# Brauche Hilfe bei der Erstellung einer mehrseitigen Einladung



## Ezorin (19. Juli 2011)

Guten Tag,

vorweg entschuldige ich mich schonmal, da ich vermute, dass dies eine ziemlich blöde Frage ist. Ich habe versucht eine Antwort darauf zu finden, vermute aber, dass mir Fachtermini fehlen, um die Suche erfolgreich zu gestalten.

Im Grunde genommen ist alles ganz simpel.

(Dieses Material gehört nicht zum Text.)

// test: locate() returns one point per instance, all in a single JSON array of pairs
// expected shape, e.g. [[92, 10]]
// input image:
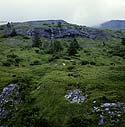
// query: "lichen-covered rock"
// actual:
[[114, 111], [75, 96]]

Ich möchte eine Einladung erstellen, die aus einem gefalteten DIN A4 Blatt besteht. Also gewissermaßen 4 DIN A5.
Ich will umgehen, einfach jede Seite für sich zu gestalten und dann alles nach einander auf das gleiche Blatt zu drucken. Ich weiß nur nicht, welches Programm (Photoshop, Ilustrator, InDesign) sich dazu eignet und was ich da machen muss.

Wenn mir also jemand die passenden Stichpunkte nennen könnte mit denen ich Tutorials finden könnte (oder gleich Tutorials), wäre ich sehr dankbar.

Danke.


----------



## smileyml (19. Juli 2011)

Einfach geantwortet, eignet sich dazu jedes der genannten Programm.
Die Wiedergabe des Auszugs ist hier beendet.